Friday, March 13, 2009

A Strategy For Capital Gains: Treat All Taxpayers like the Secretary of the Treasury


Section 1043 of the Internal Revenue Code permits those appointed to high-level positions in the executive branch (not Congress or the Judiciary) a one-time tax-free capital gains rollover.

Individuals who must sell assets to comply with federal ethics laws are allowed to convert them into Treasury securities or shares in broad-based mutual funds. No tax applies to the transaction until the Treasury securities or mutual funds are sold. The underlying basis carries forward so that all accumulated gains are taxed unless they are held to death, at which point basis would be stepped up to market value.
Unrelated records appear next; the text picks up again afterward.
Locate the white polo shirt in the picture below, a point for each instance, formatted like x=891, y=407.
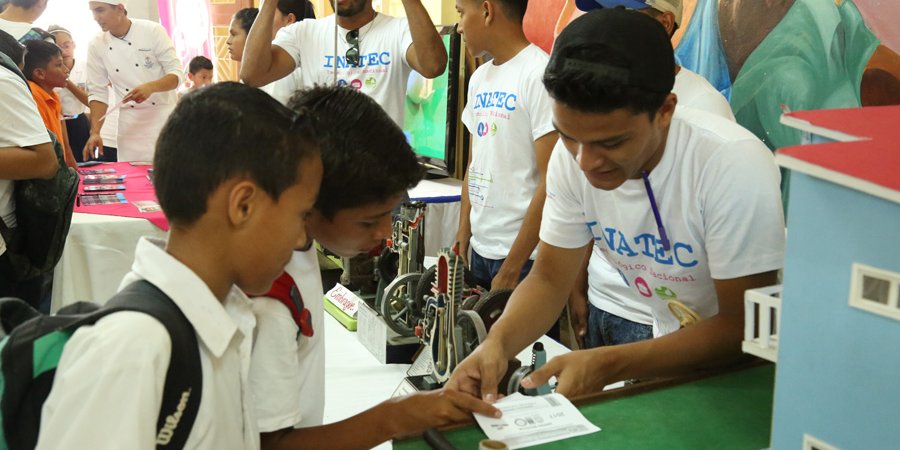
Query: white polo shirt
x=108, y=386
x=287, y=373
x=20, y=126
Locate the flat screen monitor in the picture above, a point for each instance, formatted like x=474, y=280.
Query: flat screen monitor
x=429, y=105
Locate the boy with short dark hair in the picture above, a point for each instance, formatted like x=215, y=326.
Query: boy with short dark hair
x=508, y=114
x=45, y=71
x=237, y=206
x=352, y=214
x=200, y=72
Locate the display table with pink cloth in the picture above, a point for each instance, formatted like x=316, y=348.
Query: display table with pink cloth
x=100, y=246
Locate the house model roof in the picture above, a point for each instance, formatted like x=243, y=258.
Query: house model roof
x=866, y=156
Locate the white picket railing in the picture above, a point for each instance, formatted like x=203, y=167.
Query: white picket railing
x=762, y=322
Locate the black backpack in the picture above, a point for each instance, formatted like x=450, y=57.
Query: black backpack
x=43, y=212
x=30, y=353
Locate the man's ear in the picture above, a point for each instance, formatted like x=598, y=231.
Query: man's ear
x=488, y=9
x=665, y=112
x=243, y=202
x=38, y=74
x=667, y=19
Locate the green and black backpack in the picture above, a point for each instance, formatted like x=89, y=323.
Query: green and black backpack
x=31, y=345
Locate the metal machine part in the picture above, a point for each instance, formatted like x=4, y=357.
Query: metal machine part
x=401, y=310
x=399, y=269
x=491, y=305
x=442, y=336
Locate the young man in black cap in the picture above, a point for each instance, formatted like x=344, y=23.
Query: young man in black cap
x=685, y=206
x=693, y=91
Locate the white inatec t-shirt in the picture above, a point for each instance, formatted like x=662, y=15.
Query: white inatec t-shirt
x=506, y=111
x=382, y=71
x=717, y=190
x=20, y=126
x=695, y=92
x=287, y=370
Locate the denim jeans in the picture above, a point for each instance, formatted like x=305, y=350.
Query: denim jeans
x=484, y=270
x=605, y=329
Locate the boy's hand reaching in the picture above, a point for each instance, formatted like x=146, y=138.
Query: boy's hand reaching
x=417, y=412
x=577, y=373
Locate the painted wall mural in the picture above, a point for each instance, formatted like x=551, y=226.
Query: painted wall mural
x=189, y=26
x=768, y=56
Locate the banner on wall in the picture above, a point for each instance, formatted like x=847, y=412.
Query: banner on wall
x=188, y=24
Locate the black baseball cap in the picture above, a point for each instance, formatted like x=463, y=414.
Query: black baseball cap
x=639, y=51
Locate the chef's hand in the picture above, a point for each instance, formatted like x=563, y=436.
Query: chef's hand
x=139, y=94
x=93, y=142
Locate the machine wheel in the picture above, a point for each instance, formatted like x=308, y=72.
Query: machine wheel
x=401, y=312
x=388, y=262
x=491, y=306
x=470, y=301
x=472, y=331
x=423, y=288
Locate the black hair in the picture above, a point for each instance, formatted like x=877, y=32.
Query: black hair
x=199, y=63
x=514, y=9
x=246, y=17
x=365, y=156
x=224, y=131
x=655, y=13
x=581, y=89
x=38, y=55
x=301, y=9
x=12, y=48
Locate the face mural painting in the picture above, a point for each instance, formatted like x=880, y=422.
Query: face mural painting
x=770, y=55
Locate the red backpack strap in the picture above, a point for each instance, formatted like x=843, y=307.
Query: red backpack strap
x=285, y=290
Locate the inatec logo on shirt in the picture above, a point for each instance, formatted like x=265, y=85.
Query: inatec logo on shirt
x=168, y=429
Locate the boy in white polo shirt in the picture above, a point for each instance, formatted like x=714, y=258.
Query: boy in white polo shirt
x=685, y=206
x=352, y=214
x=236, y=214
x=508, y=114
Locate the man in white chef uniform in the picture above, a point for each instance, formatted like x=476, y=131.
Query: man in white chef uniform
x=137, y=58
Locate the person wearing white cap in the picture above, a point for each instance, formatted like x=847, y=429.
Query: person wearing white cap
x=138, y=59
x=18, y=16
x=357, y=47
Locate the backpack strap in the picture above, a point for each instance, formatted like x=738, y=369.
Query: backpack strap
x=183, y=388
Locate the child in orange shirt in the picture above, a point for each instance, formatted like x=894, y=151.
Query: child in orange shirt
x=45, y=70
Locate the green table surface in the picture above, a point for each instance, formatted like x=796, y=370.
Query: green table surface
x=728, y=411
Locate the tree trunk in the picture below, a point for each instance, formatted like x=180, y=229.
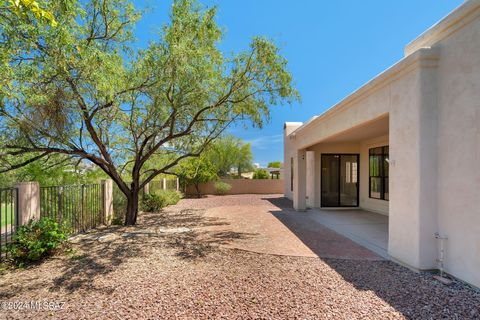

This provision was extraordinarily valuable to Robert Rubin and Henry Paulson, both of whom had hundreds of millions of dollars in unrealized capital gains in Goldman Sachs stock. When they were appointed secretary of the Treasury, they were able to realize all the gains on their stock shares, saving them tens of millions of dollars in taxes, and diversify their portfolios at the same time.

What I have always found interesting about this obscure provision of the tax law is that it recognizes a principle that ought to apply to all taxpayers. That principle is that reinvested capital gains ought not to be taxed; they should be taxed only when consumed. The way we tax capital gains now, it is more of a transactions tax than a tax on income, preventing people from being able to diversify their portfolios and leaving them locked into assets on which they have large gains.